The World Jewish Congress Calls on the US Congress to Make Holocaust Education Mandatory in American Schools

July 10, 2019 in News by RBN

The World Jewish Congress is urging US lawmakers to make studying the Holocaust mandatory in all schools, citing statistics from a 2018 poll revealing that half of millennials can’t name a single Nazi concentration camp. [They can’t name any Communist concentration camps, either, but that is of no apparent concern.] ‘The Never Again Education Act’ proposes making Holocaust education mandatory in every school in the US and would create grants for teachers to teach students about the Holocaust “and the repercussions that hate and intolerance can have on our society.” [We agree that children should be taught that hate and intolerance must be rejected in a just society, but we fear that selective focus on hate and intolerance against only Jewish victims to the exclusion of those in other ethnic groups who have suffered similar fates is likely to miss its stated goal. Without knowledge of the death camps and killing fields of the Soviets, the Red Chinese, the Khmer Rouge of Cambodia, and the torture chambers of Communist Romania and Cuba, children are likely to form a false impression that Jews are the only ones who have suffered from such inhumanity in modern times and that Nazis are the only perpetrators. This false impression also may be used to discourage criticism of the political policies of the Israeli government for fear of being labeled anti-Semitic and condemned on a par with Holocaust criminals. That outcome, in fact, may be the primary motivation behind this proposal.] -GEG

The World Jewish Congress is pushing US lawmakers to make Holocaust education mandatory in all schools, citing statistics from a 2018 poll revealing half of millennials can’t name a single Nazi concentration camp.

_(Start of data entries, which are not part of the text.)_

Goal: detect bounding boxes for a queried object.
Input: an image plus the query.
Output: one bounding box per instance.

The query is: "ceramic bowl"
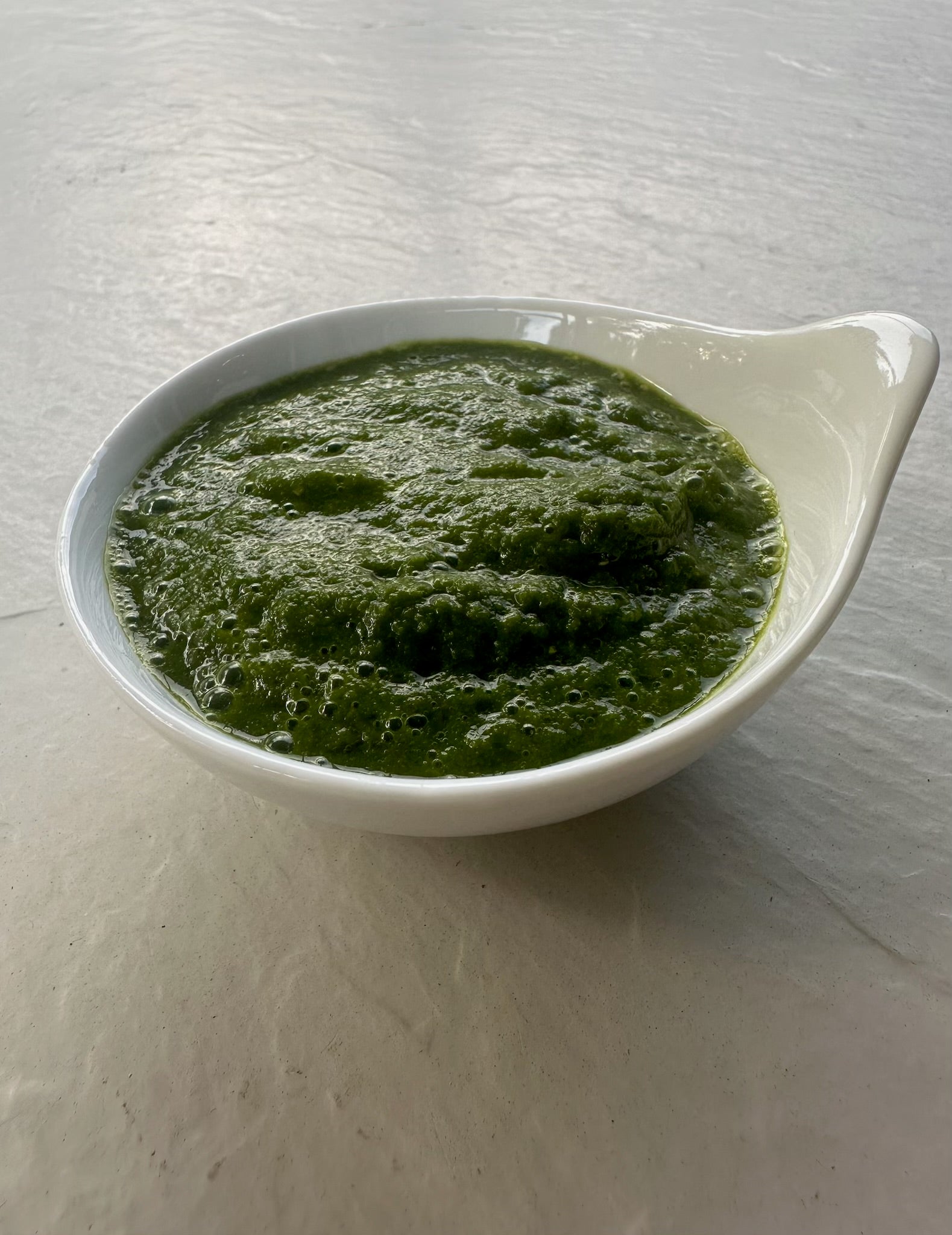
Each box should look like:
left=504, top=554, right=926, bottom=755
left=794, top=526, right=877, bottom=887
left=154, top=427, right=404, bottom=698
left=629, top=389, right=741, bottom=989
left=58, top=298, right=938, bottom=836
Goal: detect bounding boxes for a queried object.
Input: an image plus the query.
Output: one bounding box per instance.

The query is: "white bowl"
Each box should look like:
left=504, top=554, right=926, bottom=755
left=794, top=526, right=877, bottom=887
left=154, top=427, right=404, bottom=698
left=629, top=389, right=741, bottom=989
left=57, top=298, right=938, bottom=836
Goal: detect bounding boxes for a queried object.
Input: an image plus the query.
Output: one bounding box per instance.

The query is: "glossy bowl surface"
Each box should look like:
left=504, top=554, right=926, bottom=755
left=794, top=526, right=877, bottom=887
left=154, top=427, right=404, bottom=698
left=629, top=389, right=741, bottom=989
left=57, top=298, right=938, bottom=836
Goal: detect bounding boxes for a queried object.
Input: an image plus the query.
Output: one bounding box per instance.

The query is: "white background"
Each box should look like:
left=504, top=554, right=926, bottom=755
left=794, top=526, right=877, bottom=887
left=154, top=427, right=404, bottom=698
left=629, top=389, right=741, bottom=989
left=0, top=0, right=952, bottom=1235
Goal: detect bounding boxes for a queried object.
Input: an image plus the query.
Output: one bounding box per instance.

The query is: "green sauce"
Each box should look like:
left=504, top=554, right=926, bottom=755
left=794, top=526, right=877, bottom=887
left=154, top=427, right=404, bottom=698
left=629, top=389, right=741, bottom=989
left=106, top=342, right=786, bottom=777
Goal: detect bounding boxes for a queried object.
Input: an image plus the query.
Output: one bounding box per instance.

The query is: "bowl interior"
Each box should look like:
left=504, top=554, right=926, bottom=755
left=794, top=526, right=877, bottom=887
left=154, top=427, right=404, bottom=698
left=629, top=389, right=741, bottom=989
left=59, top=299, right=937, bottom=830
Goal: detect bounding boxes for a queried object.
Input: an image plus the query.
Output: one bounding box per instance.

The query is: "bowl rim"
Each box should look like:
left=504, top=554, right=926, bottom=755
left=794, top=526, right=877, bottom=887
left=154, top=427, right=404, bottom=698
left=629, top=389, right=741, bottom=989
left=55, top=295, right=938, bottom=806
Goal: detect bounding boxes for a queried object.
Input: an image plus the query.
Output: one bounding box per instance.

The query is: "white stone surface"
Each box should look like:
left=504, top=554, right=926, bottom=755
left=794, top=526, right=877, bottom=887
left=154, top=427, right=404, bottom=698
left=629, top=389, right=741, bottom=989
left=0, top=0, right=952, bottom=1235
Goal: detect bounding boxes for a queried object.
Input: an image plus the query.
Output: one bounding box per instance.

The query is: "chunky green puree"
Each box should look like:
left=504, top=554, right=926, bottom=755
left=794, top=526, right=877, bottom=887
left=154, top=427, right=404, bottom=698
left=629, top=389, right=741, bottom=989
left=107, top=342, right=784, bottom=777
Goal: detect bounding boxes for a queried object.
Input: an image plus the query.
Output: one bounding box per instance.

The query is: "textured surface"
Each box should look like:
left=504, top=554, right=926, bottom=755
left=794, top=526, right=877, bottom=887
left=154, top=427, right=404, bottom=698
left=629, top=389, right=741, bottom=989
left=0, top=0, right=952, bottom=1235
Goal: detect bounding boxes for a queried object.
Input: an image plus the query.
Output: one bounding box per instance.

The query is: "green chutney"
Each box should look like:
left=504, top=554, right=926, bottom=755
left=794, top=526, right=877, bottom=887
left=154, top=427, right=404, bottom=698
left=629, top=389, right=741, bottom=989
left=106, top=341, right=786, bottom=777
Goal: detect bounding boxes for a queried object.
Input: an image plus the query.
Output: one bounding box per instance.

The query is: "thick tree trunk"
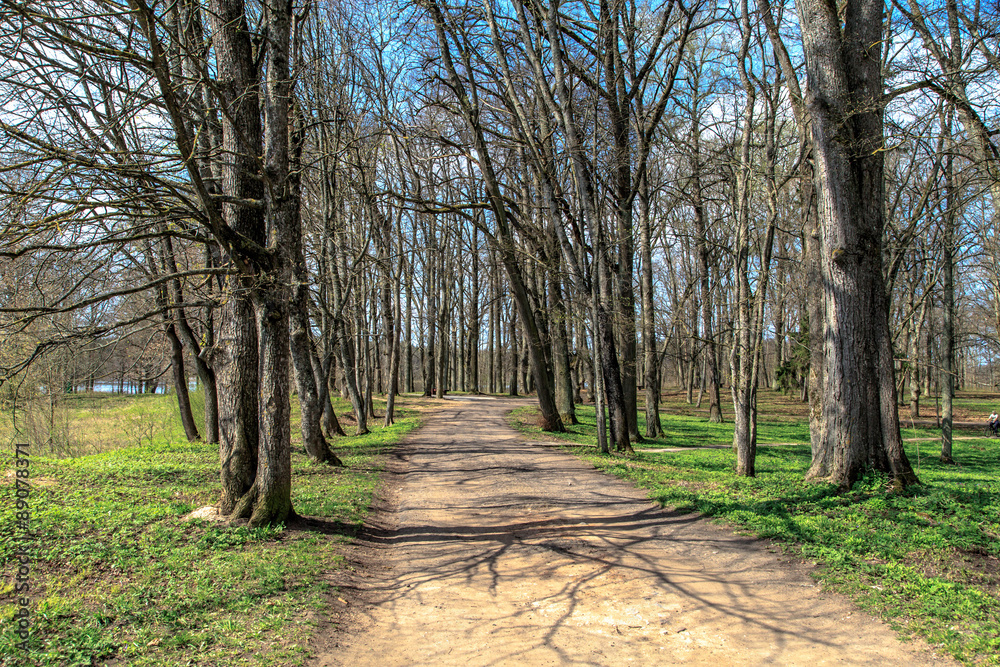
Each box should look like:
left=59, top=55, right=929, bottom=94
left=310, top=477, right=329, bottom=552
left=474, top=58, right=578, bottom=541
left=797, top=0, right=917, bottom=488
left=208, top=0, right=267, bottom=515
left=212, top=292, right=259, bottom=515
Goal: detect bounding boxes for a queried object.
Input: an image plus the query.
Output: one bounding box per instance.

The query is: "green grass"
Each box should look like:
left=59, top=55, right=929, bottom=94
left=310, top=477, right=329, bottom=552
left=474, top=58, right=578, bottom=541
left=0, top=396, right=418, bottom=666
left=510, top=406, right=1000, bottom=665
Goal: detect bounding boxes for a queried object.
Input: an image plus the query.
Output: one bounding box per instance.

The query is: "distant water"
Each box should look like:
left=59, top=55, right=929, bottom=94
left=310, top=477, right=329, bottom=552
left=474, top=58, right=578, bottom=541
left=76, top=381, right=198, bottom=394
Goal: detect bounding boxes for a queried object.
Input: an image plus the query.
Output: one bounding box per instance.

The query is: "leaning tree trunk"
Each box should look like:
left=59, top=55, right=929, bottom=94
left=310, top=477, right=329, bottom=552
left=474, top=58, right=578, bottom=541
left=941, top=122, right=958, bottom=463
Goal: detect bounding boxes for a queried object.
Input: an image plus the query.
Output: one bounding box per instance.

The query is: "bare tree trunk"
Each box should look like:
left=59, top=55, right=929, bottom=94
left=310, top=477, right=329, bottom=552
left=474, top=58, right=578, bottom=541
left=941, top=109, right=959, bottom=464
left=639, top=174, right=664, bottom=438
left=164, top=324, right=201, bottom=442
left=796, top=0, right=917, bottom=488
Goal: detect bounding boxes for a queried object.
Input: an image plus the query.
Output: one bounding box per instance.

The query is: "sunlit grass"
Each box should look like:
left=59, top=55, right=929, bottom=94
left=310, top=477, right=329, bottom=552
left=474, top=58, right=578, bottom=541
left=511, top=394, right=1000, bottom=665
left=0, top=396, right=418, bottom=667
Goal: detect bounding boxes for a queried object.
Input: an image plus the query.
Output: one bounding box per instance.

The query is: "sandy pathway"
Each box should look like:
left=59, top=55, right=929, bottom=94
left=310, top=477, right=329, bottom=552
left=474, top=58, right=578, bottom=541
left=313, top=399, right=950, bottom=667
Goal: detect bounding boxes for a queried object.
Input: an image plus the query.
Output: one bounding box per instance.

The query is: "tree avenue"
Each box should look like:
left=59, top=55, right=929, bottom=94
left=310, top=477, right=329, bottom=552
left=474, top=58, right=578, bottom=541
left=0, top=0, right=1000, bottom=526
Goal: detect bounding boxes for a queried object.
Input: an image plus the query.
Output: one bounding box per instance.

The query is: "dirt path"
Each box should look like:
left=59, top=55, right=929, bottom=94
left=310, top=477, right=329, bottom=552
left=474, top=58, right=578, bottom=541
left=313, top=399, right=952, bottom=667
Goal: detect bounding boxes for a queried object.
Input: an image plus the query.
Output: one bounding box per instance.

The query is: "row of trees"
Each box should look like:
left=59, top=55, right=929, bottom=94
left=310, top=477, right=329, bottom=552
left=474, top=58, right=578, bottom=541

The WJC started a petition calling on Congress to “make Holocaust education mandatory in every school in the United States,” that has garnered 8,500 signatures so far. The petition points to a rise in antisemitism and warns that “the horrors of the Holocaust are fading from our collective memory, especially among millennials.” 

It refers to statistics found in the 2018 Holocaust Knowledge and Awareness Study which surveyed 1,350 Americans aged 18 and over and found 49 percent of millennials and 45 percent of adults couldn’t name a concentration camp or ghetto in Europe during the Holocaust. It also revealed that 41 percent of millennials think the number of Jews killed in the Holocaust was two million or less, rather than six million.

‘The Never Again Education Act’ would create a grant program run by the Department of Education to provide teachers with training and tools to teach students about the Holocaust “and the repercussions that hate and intolerance can have on our society.”